Um dos compromissos que o músico teria era com o projeto Kriol, dedicado à música cabo-verdiana, apresentado em parceria com a cantora Jhê. Ela esclarece que, nesse caso, o cancelamento foi iniciativa deles mesmos. “Eu não conseguiria convidar ninguém para ir ao concerto sabendo dos riscos de propagação do vírus”, diz. Jhê, que é também contadora de histórias e se apresenta com múltiplos grupos musicais, buscará na internet uma forma de seguir trabalhando.

“Para contação de histórias, encontrei uma alternativa possível: a partir da segunda-feira (23), começarei uma série para a quarentena. Não para ganhar dinheiro, sim para tocar o barco, continuar ativa e movimentar as redes sociais”, diz Jhê. Ela afirma que o ofício de artista é uma “luta diária” no Brasil, independentemente da época.

“Se já costuma ser complicado conseguir espaços para trabalhar, nesse cenário me sinto de mãos, pés e bocas atadas. Parar nossas atividades, sem previsão, é o mesmo que ficar à beira do abismo e da incerteza. Não bastasse a tristeza de viver num país em que a cultura é desvalorizada, ainda que na quarentena o que a maioria da população consome é arte: filmes, séries, etc, ainda precisamos nos preocupar com nossa subsistência”, lamenta a cantora, citando países como a Alemanha, cujo governo federal já prometeu um pacote de assistência à classe artística por conta da pandemia.



MOBILIZAÇÃO 

O cantor e compositor piauiense radicado em Minas Makely Ka diz que “prejuízos todos vão ter, mas buscamos mitigá-los”, lembrando que, assim como os autônomos de outras áreas, muitos músicos não têm 13º ou seguro desemprego, sendo totalmente dependentes do trabalho diário.

Diante da crise causada pela pandemia, ele diz que “esperar uma mudança estrutural neste momento é utopia”, mas que há mobilização, por parte do Fórum da Música, união de profissionais do qual faz parte, de exigir medidas governamentais.
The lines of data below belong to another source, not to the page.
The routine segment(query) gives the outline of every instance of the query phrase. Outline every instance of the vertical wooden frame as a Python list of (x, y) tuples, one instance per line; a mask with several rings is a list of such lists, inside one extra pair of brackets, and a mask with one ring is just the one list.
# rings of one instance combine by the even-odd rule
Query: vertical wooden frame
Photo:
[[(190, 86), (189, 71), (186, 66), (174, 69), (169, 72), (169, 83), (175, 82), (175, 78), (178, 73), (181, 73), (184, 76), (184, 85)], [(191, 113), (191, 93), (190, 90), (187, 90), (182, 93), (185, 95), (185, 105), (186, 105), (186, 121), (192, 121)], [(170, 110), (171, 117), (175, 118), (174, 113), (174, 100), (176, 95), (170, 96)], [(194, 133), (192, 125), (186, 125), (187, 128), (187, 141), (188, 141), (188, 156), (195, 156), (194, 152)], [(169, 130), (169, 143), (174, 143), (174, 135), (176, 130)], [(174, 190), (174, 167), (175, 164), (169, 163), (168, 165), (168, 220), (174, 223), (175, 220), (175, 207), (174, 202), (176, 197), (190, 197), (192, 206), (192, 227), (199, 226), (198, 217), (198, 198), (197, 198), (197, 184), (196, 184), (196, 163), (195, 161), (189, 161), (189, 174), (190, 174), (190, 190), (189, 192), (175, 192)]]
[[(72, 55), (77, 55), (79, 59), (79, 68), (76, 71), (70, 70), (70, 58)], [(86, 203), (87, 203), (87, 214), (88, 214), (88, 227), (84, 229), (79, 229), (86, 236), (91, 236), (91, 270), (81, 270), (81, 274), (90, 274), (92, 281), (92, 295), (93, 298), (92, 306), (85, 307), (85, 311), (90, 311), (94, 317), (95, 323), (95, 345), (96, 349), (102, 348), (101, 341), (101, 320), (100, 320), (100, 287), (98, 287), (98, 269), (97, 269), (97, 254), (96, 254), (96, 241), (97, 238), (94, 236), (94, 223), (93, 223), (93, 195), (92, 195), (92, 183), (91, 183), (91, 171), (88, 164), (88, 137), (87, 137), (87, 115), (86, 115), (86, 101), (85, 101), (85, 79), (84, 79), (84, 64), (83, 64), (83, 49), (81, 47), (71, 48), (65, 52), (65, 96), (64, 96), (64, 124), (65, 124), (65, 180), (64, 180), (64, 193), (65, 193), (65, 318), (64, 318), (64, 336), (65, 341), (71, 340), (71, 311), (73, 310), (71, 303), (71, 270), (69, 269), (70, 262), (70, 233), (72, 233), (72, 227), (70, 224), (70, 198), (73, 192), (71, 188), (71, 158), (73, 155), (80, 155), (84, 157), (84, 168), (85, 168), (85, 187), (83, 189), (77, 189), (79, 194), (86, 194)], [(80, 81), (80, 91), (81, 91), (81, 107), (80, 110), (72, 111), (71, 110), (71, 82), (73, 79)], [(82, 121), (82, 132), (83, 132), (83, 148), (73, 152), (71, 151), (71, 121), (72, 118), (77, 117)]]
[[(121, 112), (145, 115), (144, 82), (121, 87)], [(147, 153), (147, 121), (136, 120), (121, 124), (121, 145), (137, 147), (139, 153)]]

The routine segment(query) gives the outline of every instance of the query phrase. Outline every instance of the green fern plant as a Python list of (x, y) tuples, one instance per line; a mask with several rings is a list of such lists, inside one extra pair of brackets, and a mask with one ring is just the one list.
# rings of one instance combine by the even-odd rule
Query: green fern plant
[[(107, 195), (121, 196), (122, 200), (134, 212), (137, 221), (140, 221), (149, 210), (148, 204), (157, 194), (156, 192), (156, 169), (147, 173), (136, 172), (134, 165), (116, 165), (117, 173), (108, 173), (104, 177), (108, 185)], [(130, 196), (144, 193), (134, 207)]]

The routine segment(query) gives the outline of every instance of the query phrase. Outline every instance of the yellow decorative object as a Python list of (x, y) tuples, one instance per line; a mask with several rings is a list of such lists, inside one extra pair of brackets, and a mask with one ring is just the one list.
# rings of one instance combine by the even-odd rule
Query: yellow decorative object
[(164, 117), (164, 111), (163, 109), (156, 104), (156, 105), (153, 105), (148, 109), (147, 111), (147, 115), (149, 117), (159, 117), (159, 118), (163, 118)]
Makely destaca que a situação dos artistas se torna particularmente grave por conta por um cenário de ataque à classe, anterior à chegada do vírus no país.

“Há esse pensamento da direita de achar que quem trabalha com arte é vagabundo, sendo que cultura é um direito constitucional, assim como saúde, educação e segurança. É dever do Estado prover condições para realização das atividades e para o acesso a elas. Tudo fica mais complicado quando há essa hostilização. Apesar disso, o que as pessoas farão nesses dias isoladas em casa? Vão ler, ver séries, filmes, ouvir música, shows no streaming. Aí vemos a importância da cultura e quem trabalha com ela precisa ser remunerado”, argumenta Makely.



Com agenda de shows cancelada, bem como outras atividades remuneradas, como gravação de trilhas sonoras, ele também se valerá do streaming para manter contato com o público, que poderá contribuir financeiramente com a apresentação. No entanto, Makely Ka destaca que isso está longe de ser o suficiente. “A internet também precisa ser paga”, diz, e cobra medidas do poder público.

SOBREVIVÊNCIA 

“É um momento de salvar os feridos. Garantir a sobrevivência, o pagamento dos boletos. Não esperamos nada do governo federal. É um governo que ataca sistematicamente os artistas. Então o foco é em questões objetivas. Esperamos do governo de Minas um edital via fundo estadual de cultura ou via Cemig, para atender demanda específica para os próximos meses, nos quais os músicos estarão sem agenda, visando a realização de espetáculos on-line e shows virtuais. Acho que músicos e artistas, de modo geral, passam a exercer função importante para as pessoas não enlouquecerem nesse tempo”, afirma Makely Ka.